One problem was parking. The cars were all packed in together on the lot and we were told to keep our kayaks on our cars at night. Unless you were parked in the front row, you had no way of getting out. It wasn’t a problem unless you needed to leave early to catch a ferry on Sunday. We were worried about it but the volunteers did a great job of getting the parking lot cleared after the last classes in the afternoon.
There really wasn’t any reason to leave campus because all meals (including Happy Hour drinks) were included in the package, and the cafeteria served some awesome meals. Some of the veggies came right out of the college garden. There were very good about having plenty of vegetarian/vegan options too.
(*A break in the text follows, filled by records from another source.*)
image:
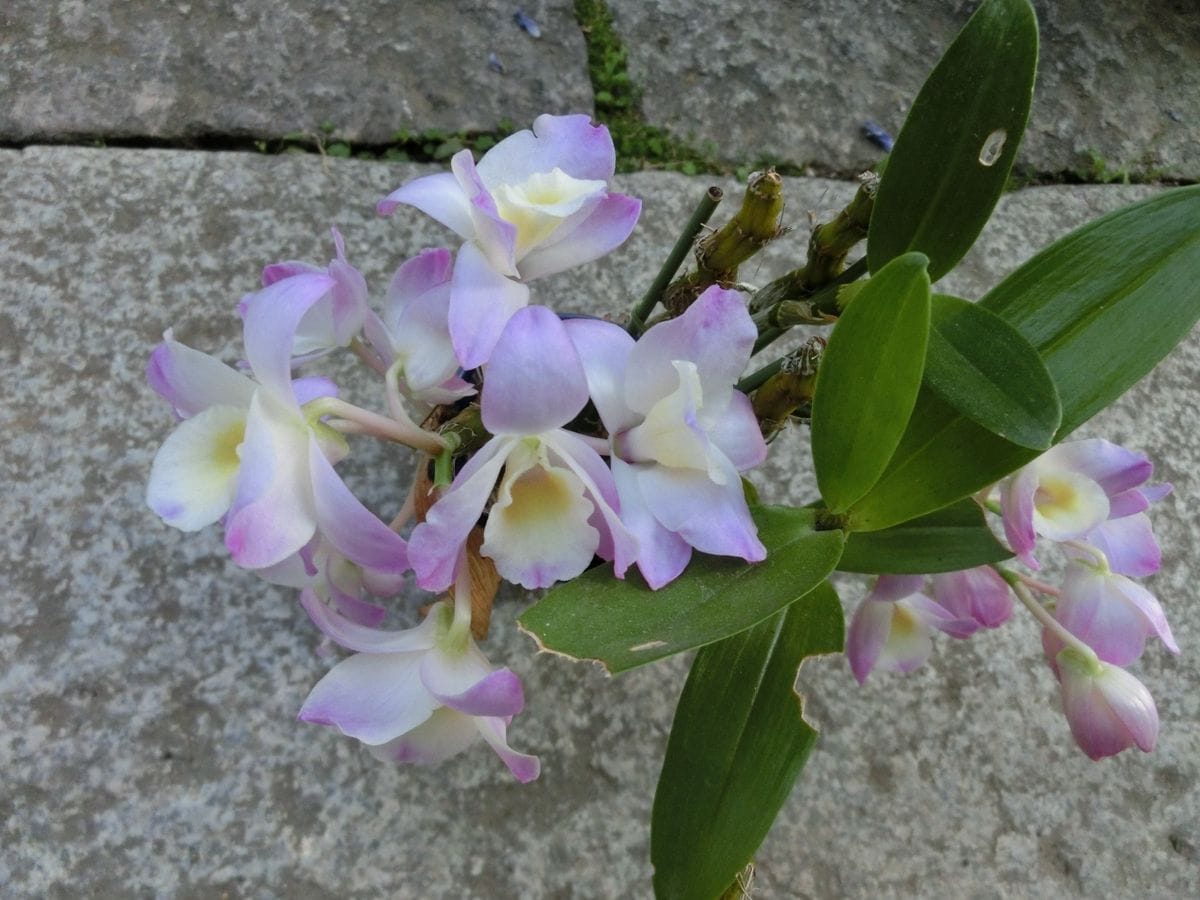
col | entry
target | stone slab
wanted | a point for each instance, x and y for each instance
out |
(793, 82)
(148, 688)
(143, 69)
On Saturday Katya and I signed up for the all-day coastal tour course. We loaded up all of the kayaks onto a trailer and took a shuttle to a launch site at Albert Head Lagoon, paddled south around Albert Head, stopped for lunch at a large beach called Witty’s Beach, a popular spot for teenage skimboarders and nude sunbathers. We continued southwest around William Head into Pedder Bay and took out at the Pearson College boat ramp. The view of Washington’s Olympic mountain range from the Canadian side of the Strait of Juan de Fuca is fantastic!
The coastline just outside of Pedder Bay is exposed and rocky, and the currents can move fast in Race Passage and around the Race Rocks Lighthouse and Ecological Reserve. The college director said that the students are told never to go there because it is too dangerous, but under the right conditions it apparently can be a very interesting trip, not only because of the tidal races but also because of the sea lions and elephant seals hanging out there. Unless you have a permit, you are not allowed to land on the reserve. It is possible however to explore the rocks by taking one of the regularly scheduled boat tours that go there.
On Sunday Katya and I went paddling on our own outside of Pedder Bay, heading southwest toward Bentinck Island. It was an amazingly sunny, warm and calm day. I'm looking forward to spending more time in this area. Vancouver Island has so much more coastline to explore than the Puget Sound area and San Juan Islands, and so many more remote, pristine beaches. So far I’ve only explored the Broken Group, Clayquot Sound and Johnstone Strait. There is a whole other world of kayaking up there and I feel that I’ve only scratched the surface.